I truly appreciate this article post.Much thanks again. Awesome.
I loved your blog post.Thanks Again. Will read on…
Major thanks for the blog article.Really thank you! Really Great.
Major thanks for the article.Much thanks again. Keep writing.
I quite like looking through a post that will make men and women think.Also, many thanks for allowing me to comment!
Really informative blog post.Thanks Again. Awesome.
Appreciate you sharing, great blog post. Keep writing.
I really liked your article.Really looking forward to read more. Much obliged.
Thanks for ones marvelous posting! I really enjoyed reading it,you may be a great author. I will bbe sure to bookmark your blog and may come backdown the road. I want to encourage you continue your greatwriting, have a nice morning!
Hey, thanks for the blog post. Great.
Wow that was unusual. I just wrote an incredibly long comment but after I clicked submit my comment didn’tappear. Grrrr… well I’m not writing all that over again. Anyways, just wanted to saywonderful blog!
Thank you for great article. I look forward to the continuation.
Very neat article post.Much thanks again. Fantastic.
Hi there friends, fastidious piece of writing and fastidious arguments commented here,I am truly enjoying by these.

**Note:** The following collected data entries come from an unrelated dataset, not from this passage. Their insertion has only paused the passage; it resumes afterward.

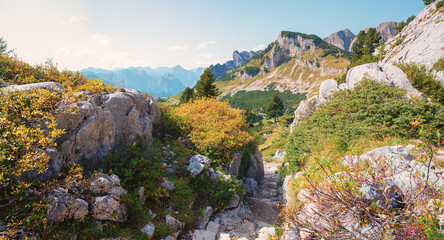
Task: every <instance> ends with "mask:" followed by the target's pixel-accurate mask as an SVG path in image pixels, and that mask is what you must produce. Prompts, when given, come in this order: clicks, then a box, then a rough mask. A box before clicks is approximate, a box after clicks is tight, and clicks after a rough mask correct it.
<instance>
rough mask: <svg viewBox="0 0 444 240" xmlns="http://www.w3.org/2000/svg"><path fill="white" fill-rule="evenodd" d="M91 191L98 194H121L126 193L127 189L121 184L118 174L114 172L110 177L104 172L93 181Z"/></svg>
mask: <svg viewBox="0 0 444 240" xmlns="http://www.w3.org/2000/svg"><path fill="white" fill-rule="evenodd" d="M90 191H91V193H93V194H98V195H116V196H120V195H125V194H126V191H125V189H123V188H122V187H121V186H120V179H119V177H118V176H117V175H115V174H113V175H111V177H110V176H108V175H107V174H104V173H100V174H98V175H97V176H96V179H95V180H94V181H92V182H91V187H90Z"/></svg>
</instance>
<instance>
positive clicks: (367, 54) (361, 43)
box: [350, 28, 381, 67]
mask: <svg viewBox="0 0 444 240" xmlns="http://www.w3.org/2000/svg"><path fill="white" fill-rule="evenodd" d="M380 41H381V34H380V33H379V32H378V31H376V28H369V29H368V30H367V31H364V30H362V31H361V32H359V34H358V36H357V37H356V42H355V43H354V44H353V47H352V49H353V58H352V60H351V66H350V67H354V66H358V65H360V64H365V63H370V62H375V61H377V60H378V59H377V57H375V56H373V53H374V52H375V49H376V48H377V47H378V45H379V43H380Z"/></svg>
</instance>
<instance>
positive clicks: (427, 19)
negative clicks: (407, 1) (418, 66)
mask: <svg viewBox="0 0 444 240" xmlns="http://www.w3.org/2000/svg"><path fill="white" fill-rule="evenodd" d="M437 2H438V1H435V3H432V4H430V5H429V6H427V7H426V8H425V9H424V10H423V11H422V12H421V13H420V14H419V15H418V16H417V17H416V18H415V19H414V20H413V21H412V22H410V23H409V25H407V26H406V27H404V29H403V30H402V31H401V32H400V33H399V34H397V35H396V36H395V37H393V38H391V39H389V40H388V41H387V42H386V50H387V51H388V52H387V54H386V57H385V58H384V60H383V62H384V63H395V62H404V63H409V62H415V63H417V64H420V65H425V66H426V67H427V68H429V69H430V68H431V67H432V66H433V64H435V63H436V62H437V61H438V60H439V59H442V58H444V13H443V12H442V11H439V10H437V9H436V3H437ZM399 42H402V43H400V44H399Z"/></svg>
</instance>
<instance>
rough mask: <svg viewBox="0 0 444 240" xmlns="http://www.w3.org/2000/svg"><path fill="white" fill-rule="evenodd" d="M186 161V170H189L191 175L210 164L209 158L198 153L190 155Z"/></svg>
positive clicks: (197, 174)
mask: <svg viewBox="0 0 444 240" xmlns="http://www.w3.org/2000/svg"><path fill="white" fill-rule="evenodd" d="M188 162H189V165H188V171H190V172H191V174H192V175H193V176H197V175H199V173H201V172H202V171H203V170H204V169H205V168H209V167H210V165H211V160H210V159H209V158H207V157H205V156H203V155H200V154H198V155H194V156H192V157H191V158H190V160H188Z"/></svg>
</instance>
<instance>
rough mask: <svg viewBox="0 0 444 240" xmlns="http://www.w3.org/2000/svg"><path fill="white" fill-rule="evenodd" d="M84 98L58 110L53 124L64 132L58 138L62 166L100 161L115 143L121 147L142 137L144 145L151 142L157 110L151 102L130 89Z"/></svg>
mask: <svg viewBox="0 0 444 240" xmlns="http://www.w3.org/2000/svg"><path fill="white" fill-rule="evenodd" d="M88 98H89V99H90V100H89V101H80V102H77V103H74V104H71V105H69V106H63V107H62V108H60V109H59V112H60V114H59V115H58V116H57V119H56V120H57V124H58V126H57V127H58V128H59V129H64V130H65V135H64V136H62V137H61V138H60V140H61V144H60V154H61V156H62V158H63V159H64V160H65V162H67V163H70V162H79V161H80V160H81V159H82V158H92V159H98V158H100V157H103V156H105V155H107V154H109V153H111V151H112V150H113V149H114V148H115V147H116V146H117V140H118V139H121V140H122V141H123V142H122V143H123V144H124V145H126V144H128V143H131V142H133V141H135V140H136V139H137V136H142V137H144V138H145V141H146V143H149V142H151V141H152V139H153V137H152V129H153V123H156V122H159V121H160V108H159V106H158V105H157V103H156V102H155V101H154V99H152V98H151V97H149V98H147V99H145V98H144V97H143V96H142V94H141V93H140V92H138V91H135V90H131V89H126V90H125V91H124V92H109V93H104V94H100V95H88ZM95 103H97V105H96V104H95ZM72 110H74V111H72ZM72 112H74V113H72Z"/></svg>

generic amoxicillin online purchase amoxicillin online – over the counter amoxicillin canada
A big thank you for your blog.Really looking forward to read more. Want more.

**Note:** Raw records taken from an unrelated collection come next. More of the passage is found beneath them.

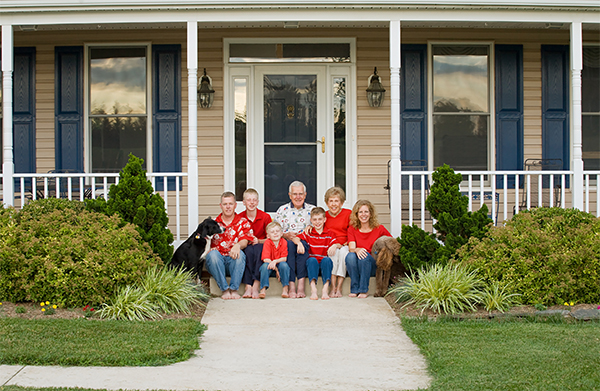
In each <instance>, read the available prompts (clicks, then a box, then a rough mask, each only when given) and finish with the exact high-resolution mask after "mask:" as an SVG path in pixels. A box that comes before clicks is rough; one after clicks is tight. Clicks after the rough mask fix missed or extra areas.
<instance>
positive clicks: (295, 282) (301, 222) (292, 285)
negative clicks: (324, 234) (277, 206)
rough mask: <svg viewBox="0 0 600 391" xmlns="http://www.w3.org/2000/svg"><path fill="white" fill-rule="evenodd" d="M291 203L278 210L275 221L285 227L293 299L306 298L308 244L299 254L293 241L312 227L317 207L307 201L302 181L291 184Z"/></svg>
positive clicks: (290, 284) (290, 293) (289, 293)
mask: <svg viewBox="0 0 600 391" xmlns="http://www.w3.org/2000/svg"><path fill="white" fill-rule="evenodd" d="M288 195H289V197H290V201H291V202H290V203H287V204H284V205H282V206H280V207H279V209H277V213H276V215H275V221H277V222H278V223H279V224H280V225H281V227H283V237H284V239H286V240H287V245H288V257H287V263H288V265H289V266H290V290H289V295H290V297H291V298H296V297H298V298H302V297H306V294H305V293H304V288H305V281H306V277H307V276H308V273H307V270H306V260H307V259H308V244H307V243H306V242H304V241H303V242H302V245H303V246H304V249H305V251H302V253H299V252H298V246H296V245H295V244H294V243H293V242H292V239H294V238H295V237H296V236H297V235H298V234H300V233H302V232H303V231H304V229H305V228H306V227H308V226H309V225H310V211H311V210H312V209H313V208H314V207H315V206H314V205H311V204H309V203H306V202H304V201H305V200H306V186H304V183H302V182H300V181H294V182H292V183H291V184H290V188H289V193H288ZM296 278H298V290H297V291H296Z"/></svg>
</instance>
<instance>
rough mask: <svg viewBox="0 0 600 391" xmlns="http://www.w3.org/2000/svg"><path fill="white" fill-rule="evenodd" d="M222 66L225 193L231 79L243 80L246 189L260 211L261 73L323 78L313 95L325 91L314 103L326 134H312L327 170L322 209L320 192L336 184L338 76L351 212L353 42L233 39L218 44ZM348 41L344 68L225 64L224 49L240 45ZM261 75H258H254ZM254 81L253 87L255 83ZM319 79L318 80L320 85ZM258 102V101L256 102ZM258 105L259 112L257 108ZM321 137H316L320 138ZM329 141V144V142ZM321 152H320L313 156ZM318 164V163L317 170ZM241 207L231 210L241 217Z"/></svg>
mask: <svg viewBox="0 0 600 391" xmlns="http://www.w3.org/2000/svg"><path fill="white" fill-rule="evenodd" d="M223 41H224V42H223V47H224V51H223V62H224V64H223V65H224V80H223V87H224V89H223V91H224V95H225V96H224V105H223V110H224V135H223V142H224V145H223V169H224V172H223V174H224V181H223V189H224V191H228V190H229V191H235V114H234V103H235V102H234V96H235V91H234V83H233V80H234V79H239V78H244V79H246V81H247V91H246V102H247V105H246V113H247V114H246V115H247V128H246V132H247V136H246V137H247V138H246V145H247V148H246V169H247V174H246V177H247V187H248V188H250V187H252V188H255V189H256V190H257V191H258V192H259V194H261V197H259V208H260V209H263V210H264V175H263V174H264V144H263V138H264V120H263V112H261V111H260V110H262V108H263V107H264V106H263V105H264V96H263V95H264V94H263V88H262V75H264V70H271V69H274V70H275V71H274V72H272V73H273V74H294V73H300V74H318V75H320V74H321V72H322V73H323V77H322V78H321V79H319V77H318V79H317V88H318V91H319V92H320V91H321V88H322V89H323V90H324V92H323V93H322V94H321V95H322V96H321V95H318V97H317V99H320V98H321V99H322V100H323V101H322V102H321V103H319V109H320V110H317V116H318V119H317V121H318V124H319V125H318V127H319V126H321V125H320V124H321V122H320V118H321V116H323V118H324V119H323V121H324V122H323V126H324V129H325V131H324V132H323V131H321V129H319V128H318V129H317V133H318V134H321V133H324V134H323V135H325V137H326V144H325V147H326V153H325V155H326V158H327V159H329V160H330V161H329V163H326V164H328V165H329V167H328V169H327V172H326V175H325V176H324V178H325V179H324V181H322V184H320V188H317V205H319V206H323V207H326V205H325V202H324V200H323V198H322V197H323V195H324V194H325V191H326V190H327V189H328V188H329V187H331V186H333V185H334V184H335V172H334V165H335V164H334V159H335V156H334V149H335V148H334V147H335V143H334V131H333V125H334V123H333V106H334V105H333V80H334V78H337V77H343V78H345V81H346V140H345V141H346V145H345V155H346V159H345V160H346V161H345V170H346V203H345V204H344V206H345V207H349V208H351V207H352V205H354V203H355V202H356V200H357V194H358V189H357V182H358V165H357V146H356V139H357V137H356V123H357V120H356V111H357V110H356V108H357V106H356V56H355V53H356V40H355V39H354V38H307V39H301V38H297V39H289V38H288V39H285V38H284V39H281V38H280V39H272V38H271V39H268V38H260V39H252V38H245V39H235V38H225V39H224V40H223ZM274 41H277V42H348V43H350V47H351V61H350V62H349V63H314V62H306V63H302V62H294V63H288V62H279V63H276V64H273V63H229V62H228V59H229V50H228V49H229V44H230V43H240V42H274ZM259 74H260V75H261V76H258V75H259ZM257 80H258V82H257ZM321 80H322V81H321ZM257 99H258V100H257ZM257 106H260V109H259V108H258V107H257ZM319 137H321V136H319ZM328 140H331V142H328ZM318 152H319V153H320V151H318ZM319 164H320V163H319V162H318V163H317V165H319ZM244 209H245V208H244V206H243V205H242V203H241V202H238V206H237V209H236V211H237V212H241V211H243V210H244Z"/></svg>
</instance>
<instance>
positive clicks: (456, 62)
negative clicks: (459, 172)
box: [432, 45, 490, 171]
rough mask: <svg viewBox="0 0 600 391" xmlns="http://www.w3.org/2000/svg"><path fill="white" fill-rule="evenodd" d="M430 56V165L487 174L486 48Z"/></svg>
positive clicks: (489, 72) (488, 84)
mask: <svg viewBox="0 0 600 391" xmlns="http://www.w3.org/2000/svg"><path fill="white" fill-rule="evenodd" d="M432 55H433V61H432V64H433V67H432V68H433V69H432V89H433V93H432V97H433V102H432V121H433V165H434V167H439V166H441V165H443V164H448V165H449V166H450V167H452V168H454V169H455V170H465V171H472V170H487V169H488V164H489V155H490V153H489V145H490V142H489V140H490V102H489V101H490V56H489V46H487V45H485V46H458V45H444V46H442V45H435V46H433V47H432Z"/></svg>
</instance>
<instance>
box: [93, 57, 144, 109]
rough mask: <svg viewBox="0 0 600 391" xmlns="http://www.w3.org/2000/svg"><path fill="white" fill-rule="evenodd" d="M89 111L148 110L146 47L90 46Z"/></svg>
mask: <svg viewBox="0 0 600 391" xmlns="http://www.w3.org/2000/svg"><path fill="white" fill-rule="evenodd" d="M90 98H91V104H90V113H91V114H92V115H102V114H144V113H146V49H145V48H115V49H107V48H92V49H91V50H90Z"/></svg>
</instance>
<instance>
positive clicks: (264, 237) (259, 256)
mask: <svg viewBox="0 0 600 391" xmlns="http://www.w3.org/2000/svg"><path fill="white" fill-rule="evenodd" d="M243 202H244V206H245V207H246V210H245V211H243V212H242V213H240V216H242V217H245V218H246V219H247V220H248V221H249V222H250V226H251V227H252V233H253V234H254V240H253V241H252V242H251V243H249V244H248V246H247V247H246V248H245V249H244V253H246V268H245V269H244V275H243V277H242V282H243V283H244V284H246V291H245V292H244V296H242V297H244V298H249V297H252V298H253V299H258V297H259V295H258V288H259V284H260V271H259V270H260V266H261V265H262V261H261V255H262V249H263V243H264V242H265V240H266V239H267V233H266V227H267V225H268V224H269V223H270V222H271V221H272V219H271V216H269V214H268V213H266V212H263V211H262V210H260V209H258V192H257V191H256V190H254V189H247V190H246V191H244V195H243Z"/></svg>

I appreciate you sharing this blog post.Really looking forward to read more. Really Cool.
What’s up, just wanted to say, I liked this article.It was helpful. Keep on posting!
Im obliged for the blog.
Organic CBD oil is made from pure organic cbd vape oilhemp.
Fantastic blog article.Thanks Again.
Muchos Gracias for your article.Really thank you! Much obliged.

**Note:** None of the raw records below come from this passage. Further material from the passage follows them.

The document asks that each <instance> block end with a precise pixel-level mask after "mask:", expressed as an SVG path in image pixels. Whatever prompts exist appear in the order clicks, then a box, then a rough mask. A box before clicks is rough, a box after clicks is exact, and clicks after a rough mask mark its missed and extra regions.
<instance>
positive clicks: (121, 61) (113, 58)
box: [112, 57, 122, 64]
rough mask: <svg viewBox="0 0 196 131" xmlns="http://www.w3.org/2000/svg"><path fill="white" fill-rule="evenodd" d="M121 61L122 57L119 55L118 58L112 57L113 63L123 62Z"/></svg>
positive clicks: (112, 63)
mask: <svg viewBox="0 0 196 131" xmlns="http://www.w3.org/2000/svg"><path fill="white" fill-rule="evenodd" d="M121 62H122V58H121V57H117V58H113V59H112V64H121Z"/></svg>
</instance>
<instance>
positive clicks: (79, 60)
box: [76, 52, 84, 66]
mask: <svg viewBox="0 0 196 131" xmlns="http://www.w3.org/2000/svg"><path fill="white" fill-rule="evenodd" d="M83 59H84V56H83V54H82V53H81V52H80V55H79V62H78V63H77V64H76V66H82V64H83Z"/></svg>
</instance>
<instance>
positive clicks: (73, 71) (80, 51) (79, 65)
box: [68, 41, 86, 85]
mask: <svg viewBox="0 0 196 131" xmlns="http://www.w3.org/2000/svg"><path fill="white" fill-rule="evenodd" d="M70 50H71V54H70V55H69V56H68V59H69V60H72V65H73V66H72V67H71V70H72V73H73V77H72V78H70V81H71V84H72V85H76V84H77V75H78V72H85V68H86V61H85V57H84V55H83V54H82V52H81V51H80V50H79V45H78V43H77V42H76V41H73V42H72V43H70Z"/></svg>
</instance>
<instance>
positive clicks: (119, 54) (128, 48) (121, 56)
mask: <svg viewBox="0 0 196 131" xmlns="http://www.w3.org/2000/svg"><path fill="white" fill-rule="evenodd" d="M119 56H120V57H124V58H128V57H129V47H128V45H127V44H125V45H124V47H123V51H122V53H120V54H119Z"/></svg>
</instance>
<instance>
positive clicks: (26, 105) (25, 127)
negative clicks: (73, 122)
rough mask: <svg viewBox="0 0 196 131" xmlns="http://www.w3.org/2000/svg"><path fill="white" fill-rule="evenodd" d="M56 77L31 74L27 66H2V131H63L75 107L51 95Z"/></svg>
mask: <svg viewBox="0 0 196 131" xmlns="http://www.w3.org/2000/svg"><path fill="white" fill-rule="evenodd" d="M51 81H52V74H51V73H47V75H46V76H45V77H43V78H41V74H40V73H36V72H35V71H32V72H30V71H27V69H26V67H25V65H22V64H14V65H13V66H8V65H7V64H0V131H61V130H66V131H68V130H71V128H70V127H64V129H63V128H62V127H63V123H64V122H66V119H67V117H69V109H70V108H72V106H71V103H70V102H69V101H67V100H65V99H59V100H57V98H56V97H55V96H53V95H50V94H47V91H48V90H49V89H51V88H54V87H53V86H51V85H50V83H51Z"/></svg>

п»їivermectin on line sales ivermectin over counter uk
wow, awesome article. Awesome.
I really like and appreciate your blog post. Really Cool.
Enjoyed every bit of your article post. Cool.
Major thanks for the article. Great.
I think this is a real great blog. Keep writing.
Very good blog post.Much thanks again. Really Cool.
Very good article post.Really looking forward to read more. Keep writing.
Muchos Gracias for your blog.Really thank you! Fantastic.
Really appreciate you sharing this article post.Really looking forward to read more.
Genuinely when someone doesn’t know afterward its up to other visitors that they will help, so here it occurs.